In 2018, I was sitting in the classrooms at MIT Sloan, convinced I had found the treasure map. The course was "Digital Business Strategy: Harnessing Our Digital Future". The professors? Andrew McAfee and Erik Brynjolfsson, who were, to me, the high priests of the digital age. Their thesis, immortalized in the book Machine, Platform, Crowd, was the survival playbook: the Machine (analytical AI) would amplify our minds, Platforms would dominate markets, and the Crowd would distribute power. I finished that course with my head spinning, convinced that if I mastered those three pillars, I would know how to navigate this game.
Sweet illusion.
The future did not arrive. It ran us over.
Now, in 2026, I look back and realize the future did not just arrive.

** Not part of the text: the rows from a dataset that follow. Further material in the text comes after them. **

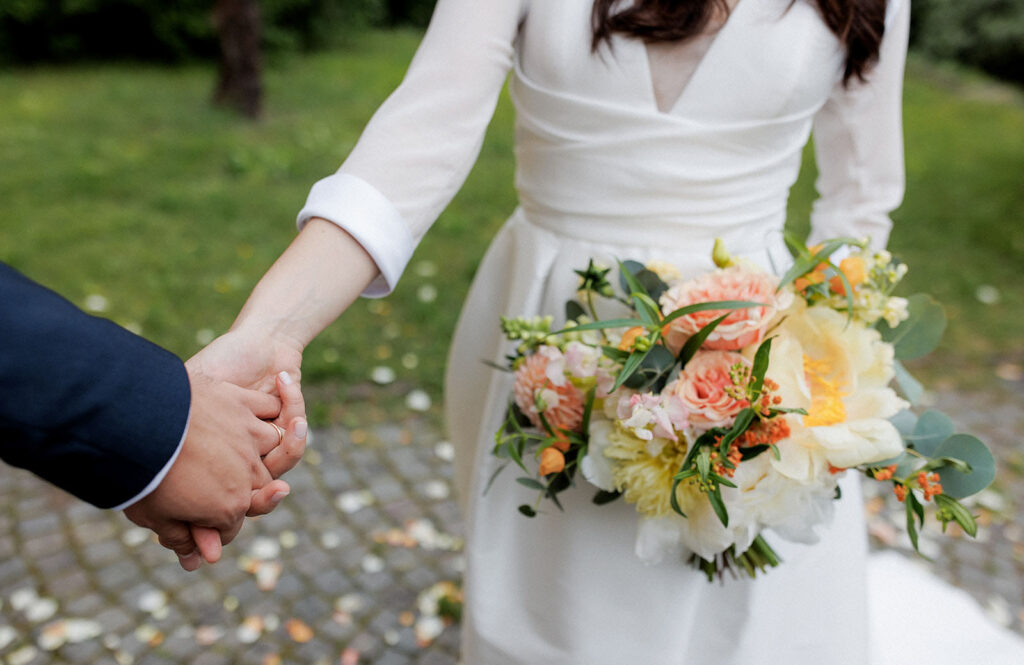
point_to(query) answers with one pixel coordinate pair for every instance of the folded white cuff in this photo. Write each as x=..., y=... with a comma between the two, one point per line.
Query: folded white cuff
x=370, y=217
x=159, y=478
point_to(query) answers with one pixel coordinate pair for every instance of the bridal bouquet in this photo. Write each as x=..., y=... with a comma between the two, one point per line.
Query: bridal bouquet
x=731, y=404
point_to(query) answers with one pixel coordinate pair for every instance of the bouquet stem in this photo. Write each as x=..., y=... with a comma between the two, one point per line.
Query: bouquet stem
x=759, y=556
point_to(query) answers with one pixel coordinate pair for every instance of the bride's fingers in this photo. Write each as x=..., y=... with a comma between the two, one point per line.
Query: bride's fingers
x=288, y=454
x=266, y=499
x=207, y=542
x=292, y=403
x=263, y=405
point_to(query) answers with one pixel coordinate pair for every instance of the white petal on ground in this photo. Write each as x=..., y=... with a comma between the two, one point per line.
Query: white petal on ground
x=96, y=302
x=428, y=628
x=444, y=451
x=289, y=539
x=135, y=536
x=436, y=490
x=23, y=597
x=373, y=564
x=349, y=502
x=153, y=600
x=349, y=603
x=250, y=630
x=418, y=401
x=207, y=635
x=382, y=375
x=23, y=656
x=41, y=610
x=987, y=294
x=330, y=539
x=264, y=548
x=7, y=635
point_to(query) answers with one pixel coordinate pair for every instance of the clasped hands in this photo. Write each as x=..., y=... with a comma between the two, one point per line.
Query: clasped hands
x=247, y=426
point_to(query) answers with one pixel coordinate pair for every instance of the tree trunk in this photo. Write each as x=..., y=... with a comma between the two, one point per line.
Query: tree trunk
x=240, y=83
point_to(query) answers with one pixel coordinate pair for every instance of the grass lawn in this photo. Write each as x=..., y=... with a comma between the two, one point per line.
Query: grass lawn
x=121, y=188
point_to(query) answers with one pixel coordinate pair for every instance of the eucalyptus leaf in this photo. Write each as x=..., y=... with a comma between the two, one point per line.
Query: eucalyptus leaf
x=604, y=496
x=921, y=332
x=530, y=483
x=696, y=340
x=974, y=452
x=911, y=527
x=760, y=365
x=960, y=514
x=631, y=366
x=718, y=504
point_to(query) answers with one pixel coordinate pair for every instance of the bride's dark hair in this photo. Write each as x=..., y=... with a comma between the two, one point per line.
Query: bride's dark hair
x=858, y=24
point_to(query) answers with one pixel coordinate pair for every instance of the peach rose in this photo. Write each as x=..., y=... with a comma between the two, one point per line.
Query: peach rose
x=743, y=327
x=702, y=386
x=562, y=402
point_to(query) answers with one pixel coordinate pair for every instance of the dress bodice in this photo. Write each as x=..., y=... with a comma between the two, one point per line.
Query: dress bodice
x=594, y=153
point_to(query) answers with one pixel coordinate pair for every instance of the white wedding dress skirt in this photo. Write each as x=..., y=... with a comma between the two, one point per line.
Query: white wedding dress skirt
x=566, y=587
x=605, y=170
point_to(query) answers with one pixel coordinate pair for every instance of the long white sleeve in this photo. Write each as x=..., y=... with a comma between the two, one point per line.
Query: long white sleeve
x=421, y=143
x=858, y=142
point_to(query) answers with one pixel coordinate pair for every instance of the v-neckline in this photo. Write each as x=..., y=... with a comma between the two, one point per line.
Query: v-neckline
x=697, y=68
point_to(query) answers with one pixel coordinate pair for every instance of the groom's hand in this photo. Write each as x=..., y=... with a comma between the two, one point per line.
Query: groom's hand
x=219, y=473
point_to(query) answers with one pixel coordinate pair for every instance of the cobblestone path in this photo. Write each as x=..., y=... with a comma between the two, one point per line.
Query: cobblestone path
x=355, y=565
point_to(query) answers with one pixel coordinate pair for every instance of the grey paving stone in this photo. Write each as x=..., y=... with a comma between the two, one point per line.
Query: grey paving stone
x=85, y=652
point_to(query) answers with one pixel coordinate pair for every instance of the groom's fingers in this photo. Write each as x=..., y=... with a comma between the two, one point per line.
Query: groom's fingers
x=288, y=454
x=175, y=536
x=207, y=542
x=266, y=499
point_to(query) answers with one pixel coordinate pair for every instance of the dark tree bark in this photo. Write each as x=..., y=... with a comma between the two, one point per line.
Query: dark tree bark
x=240, y=84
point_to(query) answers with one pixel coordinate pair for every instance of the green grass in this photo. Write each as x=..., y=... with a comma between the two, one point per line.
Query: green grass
x=123, y=181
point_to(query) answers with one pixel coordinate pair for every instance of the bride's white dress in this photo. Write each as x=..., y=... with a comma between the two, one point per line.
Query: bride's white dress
x=603, y=172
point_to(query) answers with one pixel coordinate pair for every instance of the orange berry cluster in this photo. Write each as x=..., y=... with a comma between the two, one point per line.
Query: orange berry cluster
x=884, y=473
x=734, y=458
x=930, y=484
x=765, y=432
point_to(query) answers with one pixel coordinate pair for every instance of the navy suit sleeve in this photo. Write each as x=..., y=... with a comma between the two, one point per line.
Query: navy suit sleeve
x=84, y=404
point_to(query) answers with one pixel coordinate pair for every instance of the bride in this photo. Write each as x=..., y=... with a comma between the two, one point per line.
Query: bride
x=644, y=130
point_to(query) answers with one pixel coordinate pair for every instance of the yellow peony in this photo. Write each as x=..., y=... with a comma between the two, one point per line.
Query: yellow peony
x=839, y=371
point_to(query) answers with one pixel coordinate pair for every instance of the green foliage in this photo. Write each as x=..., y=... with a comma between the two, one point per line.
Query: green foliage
x=960, y=484
x=122, y=181
x=988, y=34
x=65, y=30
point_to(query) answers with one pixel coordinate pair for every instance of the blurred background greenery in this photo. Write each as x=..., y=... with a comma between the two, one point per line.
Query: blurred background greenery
x=122, y=188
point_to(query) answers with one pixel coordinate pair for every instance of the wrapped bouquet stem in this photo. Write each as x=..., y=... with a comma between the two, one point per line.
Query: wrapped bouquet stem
x=725, y=408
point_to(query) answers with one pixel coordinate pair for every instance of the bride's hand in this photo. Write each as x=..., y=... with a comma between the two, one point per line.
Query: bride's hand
x=272, y=366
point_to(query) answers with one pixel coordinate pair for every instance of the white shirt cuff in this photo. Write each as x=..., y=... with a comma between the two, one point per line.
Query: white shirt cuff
x=370, y=217
x=159, y=478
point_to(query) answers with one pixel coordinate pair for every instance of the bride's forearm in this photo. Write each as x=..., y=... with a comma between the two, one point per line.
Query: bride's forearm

It ran us all over and spit out the remains of every concept I had learned. Ironic or not, even my former teachers had to recalibrate their message. Erik Brynjolfsson, who once spoke of a slow and gradual "Productivity Paradox," now admits that Generative AI imploded the J-curve. What used to take decades to produce real gains now happens in months. AI is no longer "paving roads." It is building entire terrains where human labor is a footnote.
Andrew McAfee also changed course. He realized platforms are no longer enough. He now preaches "The Geek Way" [2], focusing on a culture of rapid iteration. The "Core" of companies was not merely challenged by the crowd. It had to transform itself into an agile structure or risk being replaced with ease. They were themselves startled by the speed and could not predict most of these modern phenomena. But I am betting on something far more brutal: a total implosion of the architecture of power. It may sound somewhat apocalyptic or excessively catastrophic. I will explain, however, why I arrive at that conclusion when I go deeper into the subject.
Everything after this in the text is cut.